Salon reported in July that 11222 Dilling Street, purchased in 1973 for $61,000 by George and Violet McCallister, had been listed on the market for nearly $1.9 million. The house was featured in the opening and closing shots of the beloved series, which ran from 1969 to 1974. It is among the most-photographed homes in all of America.
The famous TV family didn't actually live inside the house, because the rest of "The Brady Bunch" was filmed in a Los Angeles studio. Although the show wasn't filmed there, the home's exterior has become so famous that it even has its own Yelp page, where it's listed as a historical building and landmark.
“Super excited to announce they accepted my offer on the #BradyBunch house last night!!!” Bass initially tweeted on Friday evening. “This is going to be a fun project!”
Maureen McCormick was among those who extended a big congratulations to Bass, prompting the former pop star to hand out his first dinner invitation to the fan-favorite actress, who portrayed Marcia Brady during the sitcom’s five-year stint.
“You will most certainly be the first dinner guest!!” Bass tweeted to McCormick. “I’m honored you approve.”
“Property Brother” Scott also reached out to Bass to provide his HGTV expertise, if needed.
Bass further revealed to Storm that he was planning on remodeling the house’s interior to pay homage to the classic TV show’s set design.
Ernie Carlswell, the real estate agent selling the property confirmed to Entertainment Weekly that the iconic home is currently in escrow. However, he would not reveal the buyer’s identity – only that Bass had “submitted one of the multiple offers received on the property.”
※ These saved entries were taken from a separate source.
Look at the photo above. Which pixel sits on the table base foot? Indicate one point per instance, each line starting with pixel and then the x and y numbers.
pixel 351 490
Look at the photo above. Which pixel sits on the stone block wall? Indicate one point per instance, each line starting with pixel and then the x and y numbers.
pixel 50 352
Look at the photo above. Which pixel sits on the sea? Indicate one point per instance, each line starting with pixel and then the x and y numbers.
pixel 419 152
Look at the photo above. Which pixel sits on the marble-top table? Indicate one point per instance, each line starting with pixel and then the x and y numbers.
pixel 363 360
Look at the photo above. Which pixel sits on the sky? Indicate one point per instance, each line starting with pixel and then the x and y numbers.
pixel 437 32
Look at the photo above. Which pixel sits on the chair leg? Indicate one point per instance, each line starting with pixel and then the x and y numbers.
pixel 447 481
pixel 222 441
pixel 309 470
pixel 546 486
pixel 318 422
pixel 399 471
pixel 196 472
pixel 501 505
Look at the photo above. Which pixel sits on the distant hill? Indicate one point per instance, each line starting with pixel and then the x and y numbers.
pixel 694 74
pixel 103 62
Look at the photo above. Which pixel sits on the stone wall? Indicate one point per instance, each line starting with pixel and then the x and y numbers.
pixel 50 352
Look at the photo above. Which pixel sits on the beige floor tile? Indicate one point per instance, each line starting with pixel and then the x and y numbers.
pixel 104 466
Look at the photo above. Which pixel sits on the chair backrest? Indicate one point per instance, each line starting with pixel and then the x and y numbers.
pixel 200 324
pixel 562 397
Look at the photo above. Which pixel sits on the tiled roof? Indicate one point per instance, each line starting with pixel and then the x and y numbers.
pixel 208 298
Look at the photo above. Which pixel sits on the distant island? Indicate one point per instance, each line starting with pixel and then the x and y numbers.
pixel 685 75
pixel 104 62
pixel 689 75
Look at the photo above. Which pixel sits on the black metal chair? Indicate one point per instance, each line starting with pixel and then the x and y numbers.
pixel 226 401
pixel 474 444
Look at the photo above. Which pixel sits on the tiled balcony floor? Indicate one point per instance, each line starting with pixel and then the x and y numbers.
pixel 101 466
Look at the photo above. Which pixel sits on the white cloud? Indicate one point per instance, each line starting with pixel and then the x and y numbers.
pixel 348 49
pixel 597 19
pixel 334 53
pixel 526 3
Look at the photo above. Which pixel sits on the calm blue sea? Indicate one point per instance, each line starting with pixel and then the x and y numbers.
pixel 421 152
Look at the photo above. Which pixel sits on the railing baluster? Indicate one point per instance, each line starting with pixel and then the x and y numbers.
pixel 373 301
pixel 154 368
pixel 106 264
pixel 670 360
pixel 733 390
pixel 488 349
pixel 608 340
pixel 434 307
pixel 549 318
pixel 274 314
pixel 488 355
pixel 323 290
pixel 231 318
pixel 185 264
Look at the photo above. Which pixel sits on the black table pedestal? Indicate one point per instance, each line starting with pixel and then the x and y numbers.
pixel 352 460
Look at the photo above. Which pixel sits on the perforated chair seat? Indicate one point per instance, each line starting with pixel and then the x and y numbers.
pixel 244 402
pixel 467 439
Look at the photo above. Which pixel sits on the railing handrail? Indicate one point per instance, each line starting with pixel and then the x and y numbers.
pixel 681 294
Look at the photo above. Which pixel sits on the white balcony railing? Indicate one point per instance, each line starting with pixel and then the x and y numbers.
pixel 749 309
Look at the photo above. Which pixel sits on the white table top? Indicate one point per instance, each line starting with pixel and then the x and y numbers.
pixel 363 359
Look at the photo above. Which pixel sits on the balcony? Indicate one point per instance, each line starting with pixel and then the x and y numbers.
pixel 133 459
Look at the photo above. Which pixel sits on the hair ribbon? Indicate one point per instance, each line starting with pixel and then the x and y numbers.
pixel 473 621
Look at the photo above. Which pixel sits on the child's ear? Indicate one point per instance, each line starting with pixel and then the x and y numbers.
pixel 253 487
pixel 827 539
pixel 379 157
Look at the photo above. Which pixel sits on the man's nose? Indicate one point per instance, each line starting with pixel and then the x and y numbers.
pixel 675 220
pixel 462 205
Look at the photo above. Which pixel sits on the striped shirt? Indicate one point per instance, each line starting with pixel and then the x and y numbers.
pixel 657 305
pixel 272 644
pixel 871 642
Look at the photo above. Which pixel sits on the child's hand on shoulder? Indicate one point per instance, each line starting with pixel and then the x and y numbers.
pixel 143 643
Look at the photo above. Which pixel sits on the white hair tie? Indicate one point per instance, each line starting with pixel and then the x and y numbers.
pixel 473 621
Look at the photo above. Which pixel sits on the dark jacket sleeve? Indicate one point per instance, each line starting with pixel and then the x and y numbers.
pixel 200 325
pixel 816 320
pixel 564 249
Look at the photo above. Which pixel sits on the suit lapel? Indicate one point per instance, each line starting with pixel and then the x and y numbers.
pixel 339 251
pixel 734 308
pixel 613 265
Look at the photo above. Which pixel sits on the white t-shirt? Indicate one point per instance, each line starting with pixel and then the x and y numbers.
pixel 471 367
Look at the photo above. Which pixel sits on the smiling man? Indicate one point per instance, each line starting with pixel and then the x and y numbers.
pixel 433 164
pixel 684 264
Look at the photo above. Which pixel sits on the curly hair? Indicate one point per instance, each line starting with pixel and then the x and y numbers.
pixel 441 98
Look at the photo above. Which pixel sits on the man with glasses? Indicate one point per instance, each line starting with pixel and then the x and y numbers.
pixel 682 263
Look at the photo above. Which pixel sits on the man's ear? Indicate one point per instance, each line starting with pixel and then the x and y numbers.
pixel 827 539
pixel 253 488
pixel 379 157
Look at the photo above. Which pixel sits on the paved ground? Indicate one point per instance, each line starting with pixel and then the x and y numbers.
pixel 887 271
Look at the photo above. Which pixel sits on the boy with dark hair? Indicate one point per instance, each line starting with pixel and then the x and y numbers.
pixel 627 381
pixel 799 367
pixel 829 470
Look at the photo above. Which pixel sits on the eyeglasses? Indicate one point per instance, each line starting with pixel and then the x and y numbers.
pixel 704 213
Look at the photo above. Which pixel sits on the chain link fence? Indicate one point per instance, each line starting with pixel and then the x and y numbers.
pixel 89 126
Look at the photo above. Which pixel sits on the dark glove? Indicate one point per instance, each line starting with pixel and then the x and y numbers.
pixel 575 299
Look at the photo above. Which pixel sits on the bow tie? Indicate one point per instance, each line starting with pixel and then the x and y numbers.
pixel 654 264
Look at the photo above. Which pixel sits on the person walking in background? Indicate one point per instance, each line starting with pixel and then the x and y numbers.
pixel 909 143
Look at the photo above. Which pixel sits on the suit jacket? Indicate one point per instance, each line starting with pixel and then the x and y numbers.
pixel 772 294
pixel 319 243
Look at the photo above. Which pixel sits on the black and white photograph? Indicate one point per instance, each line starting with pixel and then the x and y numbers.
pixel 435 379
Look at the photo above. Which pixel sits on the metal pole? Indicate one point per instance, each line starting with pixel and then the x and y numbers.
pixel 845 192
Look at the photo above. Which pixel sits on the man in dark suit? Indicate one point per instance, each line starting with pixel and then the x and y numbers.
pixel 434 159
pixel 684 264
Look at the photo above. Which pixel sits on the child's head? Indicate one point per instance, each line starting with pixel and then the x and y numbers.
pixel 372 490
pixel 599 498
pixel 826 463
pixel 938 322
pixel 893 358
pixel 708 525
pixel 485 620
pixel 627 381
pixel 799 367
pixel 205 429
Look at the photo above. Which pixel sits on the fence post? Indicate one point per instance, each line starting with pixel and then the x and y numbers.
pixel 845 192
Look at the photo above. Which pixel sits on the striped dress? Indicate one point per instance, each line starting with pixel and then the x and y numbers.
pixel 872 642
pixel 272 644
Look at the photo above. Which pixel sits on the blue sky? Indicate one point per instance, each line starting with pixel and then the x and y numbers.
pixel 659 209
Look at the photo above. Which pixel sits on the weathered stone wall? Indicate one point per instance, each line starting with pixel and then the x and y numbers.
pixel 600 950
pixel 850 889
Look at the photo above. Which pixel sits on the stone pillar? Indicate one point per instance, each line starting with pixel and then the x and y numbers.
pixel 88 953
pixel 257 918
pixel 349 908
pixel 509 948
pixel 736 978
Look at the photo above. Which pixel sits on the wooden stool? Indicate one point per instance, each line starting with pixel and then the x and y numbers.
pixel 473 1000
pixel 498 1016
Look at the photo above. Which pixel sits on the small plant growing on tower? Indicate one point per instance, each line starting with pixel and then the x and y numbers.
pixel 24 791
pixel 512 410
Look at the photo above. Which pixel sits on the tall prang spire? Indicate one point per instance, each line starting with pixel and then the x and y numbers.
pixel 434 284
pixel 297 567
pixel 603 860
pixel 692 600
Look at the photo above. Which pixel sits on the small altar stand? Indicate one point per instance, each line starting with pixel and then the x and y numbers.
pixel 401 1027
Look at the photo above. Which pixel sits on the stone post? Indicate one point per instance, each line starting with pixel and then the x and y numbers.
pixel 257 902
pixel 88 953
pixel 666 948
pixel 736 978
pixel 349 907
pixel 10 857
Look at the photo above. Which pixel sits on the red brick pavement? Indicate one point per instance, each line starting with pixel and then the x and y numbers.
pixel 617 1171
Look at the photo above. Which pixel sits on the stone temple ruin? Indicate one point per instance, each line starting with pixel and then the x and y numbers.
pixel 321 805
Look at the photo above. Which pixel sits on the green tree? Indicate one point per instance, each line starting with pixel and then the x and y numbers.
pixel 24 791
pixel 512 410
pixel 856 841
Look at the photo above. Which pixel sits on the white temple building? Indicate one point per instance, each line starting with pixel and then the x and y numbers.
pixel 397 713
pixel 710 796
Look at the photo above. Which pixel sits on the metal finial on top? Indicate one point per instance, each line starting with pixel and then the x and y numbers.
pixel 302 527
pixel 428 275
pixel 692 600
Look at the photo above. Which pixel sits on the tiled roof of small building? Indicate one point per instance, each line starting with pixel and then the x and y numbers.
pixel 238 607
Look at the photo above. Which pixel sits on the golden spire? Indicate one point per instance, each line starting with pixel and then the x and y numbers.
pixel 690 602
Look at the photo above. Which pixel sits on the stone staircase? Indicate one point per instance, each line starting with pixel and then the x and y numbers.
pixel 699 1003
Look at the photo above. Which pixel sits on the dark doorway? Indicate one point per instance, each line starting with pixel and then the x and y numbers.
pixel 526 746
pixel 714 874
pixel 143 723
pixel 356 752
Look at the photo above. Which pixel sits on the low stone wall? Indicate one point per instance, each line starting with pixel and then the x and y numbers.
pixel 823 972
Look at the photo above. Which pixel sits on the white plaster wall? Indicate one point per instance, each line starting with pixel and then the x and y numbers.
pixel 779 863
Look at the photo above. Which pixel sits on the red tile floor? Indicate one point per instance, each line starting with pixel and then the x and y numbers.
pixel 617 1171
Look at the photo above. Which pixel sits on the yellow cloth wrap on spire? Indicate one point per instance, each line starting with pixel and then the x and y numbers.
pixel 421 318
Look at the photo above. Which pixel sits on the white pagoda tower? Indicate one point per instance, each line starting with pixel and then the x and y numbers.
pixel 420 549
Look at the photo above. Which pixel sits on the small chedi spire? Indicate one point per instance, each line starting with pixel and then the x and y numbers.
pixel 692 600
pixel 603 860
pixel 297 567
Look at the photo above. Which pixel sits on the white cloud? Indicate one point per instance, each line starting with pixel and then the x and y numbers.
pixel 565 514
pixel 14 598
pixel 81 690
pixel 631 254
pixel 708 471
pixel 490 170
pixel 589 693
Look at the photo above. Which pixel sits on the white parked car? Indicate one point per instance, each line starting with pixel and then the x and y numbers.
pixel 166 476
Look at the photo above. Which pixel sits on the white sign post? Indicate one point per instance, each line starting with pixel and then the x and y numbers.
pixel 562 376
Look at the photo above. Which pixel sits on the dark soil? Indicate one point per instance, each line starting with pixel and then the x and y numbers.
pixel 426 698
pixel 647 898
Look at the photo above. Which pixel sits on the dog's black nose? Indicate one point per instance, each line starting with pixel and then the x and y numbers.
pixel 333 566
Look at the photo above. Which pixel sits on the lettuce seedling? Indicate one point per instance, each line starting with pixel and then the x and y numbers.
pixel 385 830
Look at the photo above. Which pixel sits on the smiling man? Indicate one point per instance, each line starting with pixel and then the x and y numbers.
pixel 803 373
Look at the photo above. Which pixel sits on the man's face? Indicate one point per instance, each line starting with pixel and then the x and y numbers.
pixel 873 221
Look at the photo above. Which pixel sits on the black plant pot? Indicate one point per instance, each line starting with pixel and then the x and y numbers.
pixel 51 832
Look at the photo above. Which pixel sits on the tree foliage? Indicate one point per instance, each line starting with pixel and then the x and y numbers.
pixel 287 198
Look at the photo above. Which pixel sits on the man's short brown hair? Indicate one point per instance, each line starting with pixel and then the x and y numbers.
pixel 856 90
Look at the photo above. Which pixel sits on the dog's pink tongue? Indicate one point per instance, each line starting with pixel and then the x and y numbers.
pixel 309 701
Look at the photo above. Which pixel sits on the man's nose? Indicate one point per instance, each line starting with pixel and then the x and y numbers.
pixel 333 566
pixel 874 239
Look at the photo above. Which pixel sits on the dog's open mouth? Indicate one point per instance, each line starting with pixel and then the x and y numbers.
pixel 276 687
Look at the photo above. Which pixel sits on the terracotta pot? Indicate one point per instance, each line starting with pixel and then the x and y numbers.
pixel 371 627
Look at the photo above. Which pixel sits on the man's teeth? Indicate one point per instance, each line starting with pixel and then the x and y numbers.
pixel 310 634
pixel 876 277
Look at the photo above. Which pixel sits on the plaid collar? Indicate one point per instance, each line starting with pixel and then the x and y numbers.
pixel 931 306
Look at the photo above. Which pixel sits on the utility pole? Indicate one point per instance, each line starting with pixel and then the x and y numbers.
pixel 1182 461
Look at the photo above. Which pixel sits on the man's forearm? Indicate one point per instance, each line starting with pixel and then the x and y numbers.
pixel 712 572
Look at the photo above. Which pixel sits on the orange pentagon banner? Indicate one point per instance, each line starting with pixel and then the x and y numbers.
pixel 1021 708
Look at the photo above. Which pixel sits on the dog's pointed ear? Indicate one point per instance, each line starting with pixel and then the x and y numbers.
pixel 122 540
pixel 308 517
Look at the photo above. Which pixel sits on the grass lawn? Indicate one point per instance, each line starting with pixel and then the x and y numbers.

“[The buyer] requested full confidentiality and executed a NDA,” Carlswell said.
Bass reposted his Instagram revelation to Twitter – which asked, "How is this fair or legal??" – where he received a barrage of support in regards to the sellers’ alleged "shady" ethics, with some fans even suggesting that he get an attorney involved.
Bass seemed to shy away from legal action, however, deeming such an effort to be “not worth it” when told by one Twitter user that a complaint could be filed against the selling agent.
The Los Angeles Times reported that, in total, eight offers were received for the property. The seller ultimately accepted two of those bids. The true “winning bid” remains unknown, according to CNN.
Much like the half-hour TV series involved, the conflict between Bass and corporate America seemingly came to a quick resolution. After HGTV went public, Bass extended an olive branch to the home improvement network, revealing that he was a huge fan.
"HGTV??! Aw man. I’d be pretty upset if it were anyone else, but how can you be mad at HGTV?? My television is stuck on that channel," he tweeted. "Kudos HGTV, I know you will do the right thing with the house. That was always my biggest worry. I can smile again."
The network replied, saying that it was a member of "The Lance Bass Fan Club." "Aww, thanks Lance Bass. Consider yourself officially part of the HGTV bunch!" it wrote on its Twitter account.
Storm, for his part, seemed not yet ready to forgive the network and its "Property Brothers" in the wake of the so-called "shady" deal.
"Hey [Scott brothers] why troll Lance Bass if you knew you & HGTV were going to pay a crazy amount to get the Brady Bunch House and push him, ME, and the other bidder out of the deal? Not cool."